C’est ainsi que de plusieurs clubs de la Ligue 1, ne pouvant pas rivaliser avec leurs voisins tunisiens sur le plan financier, ont interpellé dernièrement la FAF à ce sujet, l’appelant à intervenir rapidement afin d’arrêter l’hémorragie. Pour rappel, la décision de la libre circulation des joueurs nord-africains dans leur région géographique a été prise au niveau de l’UNAF. Libre ensuite aux 5 fédérations membres de cette institution, de l’adopter ou pas. Pour le moment, seule la Tunisie l’a appliqué au niveau de son championnat. Il se peut que l’Egypte aussi lui emboîte le pas, cet été. Mais rien n’est encore officiel. Quant à la FAF, le sujet n’est pas à l’ordre du jour. La Fédération algérienne de football n’a pas du tout l’intention d’imiter son homologue tunisienne.Mais a-t-elle les moyens juridiques d’empêcher les clubs tunisiens de venir faire leur marché chez nous ? La FAF pourrait toujours se plaindre au niveau de la Fifa, mais dans ce cas elle mettrait en péril les fondements de l’UNAF dont l’Algérie est membre fondateur. C’est assez délicat comme dossier. D’un côté il faudra stopper le départ massif de nos joueurs vers la Tunisie et de l’autre garder de bonnes relations avec nos voisins. Le sujet sera certainement débattu lors des prochaines réunions du Bureau Fédéral de la FAF. C’est inévitable. D’autant que l’une des causes principales du net recul du niveau de nos équipes sur la scène internationale est liée à cet exode de nos meilleurs talents. Sans recourir à la Fifa, la Fédération pourrait en revanche exercer une pression au niveau de l’UNAF pour surseoir à cette décision très préjudiciable pour nos clubs. Au moins jusqu’à ce que ces derniers se mettent à niveau et puissent rivaliser avec les autres.

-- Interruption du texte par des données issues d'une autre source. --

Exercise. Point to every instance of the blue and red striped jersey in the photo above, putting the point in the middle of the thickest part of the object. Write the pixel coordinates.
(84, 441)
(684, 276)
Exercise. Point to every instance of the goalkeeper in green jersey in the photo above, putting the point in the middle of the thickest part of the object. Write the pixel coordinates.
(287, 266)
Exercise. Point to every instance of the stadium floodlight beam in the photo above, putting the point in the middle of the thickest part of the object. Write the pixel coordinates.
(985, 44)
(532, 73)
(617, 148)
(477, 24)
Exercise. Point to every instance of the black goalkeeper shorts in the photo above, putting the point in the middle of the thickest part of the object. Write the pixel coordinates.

Pour le moment ce règlement ne profite qu’aux riches, surtout si les Egyptiens et les Marocains se mettent eux aussi de la partie. Il ne reste plus de joueur valable en Algérie. Même les espoirs sont pillés, c’est dire l’étendue des dégâts au niveau local. Le championnat national déjà décrié de toutes parts, n’avait nullement besoin d’un coup pareil qui risque de lui être fatal.